Pour répondre à cette question, posée dans un article publié dans l’édition du Monde du 7 mars 2011, « Eduquer au XXIème siècle », l’académicien Michel Serres ne nous livre aucune donnée statistique de nature sociologique. En tant que philosophe, c’est un portrait du « nouvel écolier » qu’il propose à ses lecteurs, en comparaison directe avec celui du siècle précédent dont il est issu.
D’après Michel Serres, les élèves français du XXIème siècle sont des enfants principalement désirés, à l’espérance de vie accrue, n’ayant jamais connu la guerre et peu confrontés à la douleur.
Citadins baignant dans le multiculturalisme, « ils ne parlent plus la même langue » que leurs aînés, comme viendrait l’illustrer, aux yeux du philosophe, l’ajout de 30000 mots entre la nouvelle publication du dictionnaire de référence de l’Académie française et la précédente, contre 4000 à 5000 aux siècles précédents.
Leur rapport au temps, à l’espace et au savoir s’avère également bouleversé, puisque « par téléphone cellulaire, ils accèdent à toute personne ; par GPS, à tout lieu ; par la Toile, à tout savoir ».
« Ils sont formatés par les médias, diffusés par des adultes qui ont méticuleusement détruit leur faculté d’attention en réduisant la durée des images à sept secondes et le temps des réponses aux questions à quinze secondes, chiffres officiels. »
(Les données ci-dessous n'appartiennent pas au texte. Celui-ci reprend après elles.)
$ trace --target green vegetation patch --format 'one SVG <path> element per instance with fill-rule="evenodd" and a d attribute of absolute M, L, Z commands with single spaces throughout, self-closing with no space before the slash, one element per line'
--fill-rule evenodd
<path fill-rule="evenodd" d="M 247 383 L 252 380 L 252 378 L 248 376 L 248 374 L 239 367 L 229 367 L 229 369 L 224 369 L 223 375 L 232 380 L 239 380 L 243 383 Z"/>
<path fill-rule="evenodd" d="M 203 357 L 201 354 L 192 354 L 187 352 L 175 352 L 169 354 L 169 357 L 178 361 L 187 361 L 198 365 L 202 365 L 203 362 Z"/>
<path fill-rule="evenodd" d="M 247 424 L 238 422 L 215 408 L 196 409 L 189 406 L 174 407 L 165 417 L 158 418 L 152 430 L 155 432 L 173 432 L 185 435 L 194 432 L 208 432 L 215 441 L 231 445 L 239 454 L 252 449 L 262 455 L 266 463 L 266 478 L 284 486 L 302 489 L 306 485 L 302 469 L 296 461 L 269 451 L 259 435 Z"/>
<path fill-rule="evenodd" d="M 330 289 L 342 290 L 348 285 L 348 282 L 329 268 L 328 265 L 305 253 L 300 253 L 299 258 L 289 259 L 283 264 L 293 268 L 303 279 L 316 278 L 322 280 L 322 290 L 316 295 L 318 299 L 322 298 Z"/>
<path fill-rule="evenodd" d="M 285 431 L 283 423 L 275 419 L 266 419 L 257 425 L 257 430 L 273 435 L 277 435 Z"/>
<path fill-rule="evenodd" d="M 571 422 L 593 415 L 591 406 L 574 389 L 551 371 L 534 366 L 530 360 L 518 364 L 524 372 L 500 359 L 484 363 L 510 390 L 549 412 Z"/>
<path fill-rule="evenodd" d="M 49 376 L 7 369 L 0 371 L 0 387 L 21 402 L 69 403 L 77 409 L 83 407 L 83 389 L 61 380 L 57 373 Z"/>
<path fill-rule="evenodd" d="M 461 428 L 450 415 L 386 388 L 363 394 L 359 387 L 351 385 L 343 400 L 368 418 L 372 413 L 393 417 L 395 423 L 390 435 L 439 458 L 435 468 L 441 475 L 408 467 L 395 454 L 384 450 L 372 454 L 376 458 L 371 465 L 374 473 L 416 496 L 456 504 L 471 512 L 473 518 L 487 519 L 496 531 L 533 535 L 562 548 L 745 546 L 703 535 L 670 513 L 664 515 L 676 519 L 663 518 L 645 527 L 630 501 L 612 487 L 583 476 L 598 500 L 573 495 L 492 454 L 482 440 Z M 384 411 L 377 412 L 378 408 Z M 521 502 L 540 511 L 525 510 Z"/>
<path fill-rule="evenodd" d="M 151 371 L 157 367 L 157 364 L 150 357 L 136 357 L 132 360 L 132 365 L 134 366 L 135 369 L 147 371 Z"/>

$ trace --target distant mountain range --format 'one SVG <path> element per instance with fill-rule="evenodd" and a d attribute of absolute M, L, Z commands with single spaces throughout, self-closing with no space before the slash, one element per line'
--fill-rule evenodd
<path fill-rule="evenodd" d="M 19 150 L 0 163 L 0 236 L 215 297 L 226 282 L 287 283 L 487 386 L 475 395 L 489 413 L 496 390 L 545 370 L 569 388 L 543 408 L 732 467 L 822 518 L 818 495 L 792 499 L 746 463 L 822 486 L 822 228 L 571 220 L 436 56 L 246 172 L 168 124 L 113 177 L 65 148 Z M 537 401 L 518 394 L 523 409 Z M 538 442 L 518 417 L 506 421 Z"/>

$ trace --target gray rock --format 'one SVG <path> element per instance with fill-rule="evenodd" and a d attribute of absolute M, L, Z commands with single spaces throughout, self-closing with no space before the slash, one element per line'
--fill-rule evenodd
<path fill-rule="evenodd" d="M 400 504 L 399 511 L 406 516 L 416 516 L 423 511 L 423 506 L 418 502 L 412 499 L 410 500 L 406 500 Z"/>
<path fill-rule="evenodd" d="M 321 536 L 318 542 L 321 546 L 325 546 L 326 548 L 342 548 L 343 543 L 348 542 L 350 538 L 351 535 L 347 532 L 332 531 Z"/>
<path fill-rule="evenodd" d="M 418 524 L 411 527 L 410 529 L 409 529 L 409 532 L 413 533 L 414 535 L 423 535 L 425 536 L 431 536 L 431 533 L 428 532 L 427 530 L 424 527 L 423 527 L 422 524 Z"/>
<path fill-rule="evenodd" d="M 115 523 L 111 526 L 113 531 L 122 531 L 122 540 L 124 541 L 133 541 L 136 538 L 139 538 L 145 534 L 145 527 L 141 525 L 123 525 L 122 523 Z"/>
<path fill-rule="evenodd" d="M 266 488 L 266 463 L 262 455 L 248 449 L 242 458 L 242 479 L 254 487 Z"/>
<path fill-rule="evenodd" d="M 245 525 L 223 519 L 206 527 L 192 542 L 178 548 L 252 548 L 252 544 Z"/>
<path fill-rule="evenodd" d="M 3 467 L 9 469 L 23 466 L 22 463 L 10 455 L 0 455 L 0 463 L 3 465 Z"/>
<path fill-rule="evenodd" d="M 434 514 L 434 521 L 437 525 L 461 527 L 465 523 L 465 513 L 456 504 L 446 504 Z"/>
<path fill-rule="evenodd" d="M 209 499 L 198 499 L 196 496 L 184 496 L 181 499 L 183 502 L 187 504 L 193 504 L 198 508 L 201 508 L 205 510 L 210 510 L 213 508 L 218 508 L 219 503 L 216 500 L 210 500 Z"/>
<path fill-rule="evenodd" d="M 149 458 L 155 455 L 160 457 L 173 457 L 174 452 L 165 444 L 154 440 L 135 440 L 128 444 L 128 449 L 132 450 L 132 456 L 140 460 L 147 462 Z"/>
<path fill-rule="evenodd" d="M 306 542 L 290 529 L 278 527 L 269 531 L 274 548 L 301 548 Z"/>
Confronté à toutes ces « mutations », l’enseignement devra donc, selon Michel Serres, évoluer « hors des cadres désuets qui formatent encore nos conduites » :
« De même que la pédagogie fut inventée par les Grecs, au moment de l’invention et de la propagation de l’écriture ; de même qu’elle se transforma quand émergea l’imprimerie ; de même, la pédagogie change[ra] totalement avec les nouvelles technologies ».
Selon quelles modalités ? Le philosophe déplore de rester sans réponse à cette nouvelle question posée, mais reconnaît cependant à cette dernière le mérite d’ouvrir sur ce qu’il appelle… « d’inimaginables nouveautés ».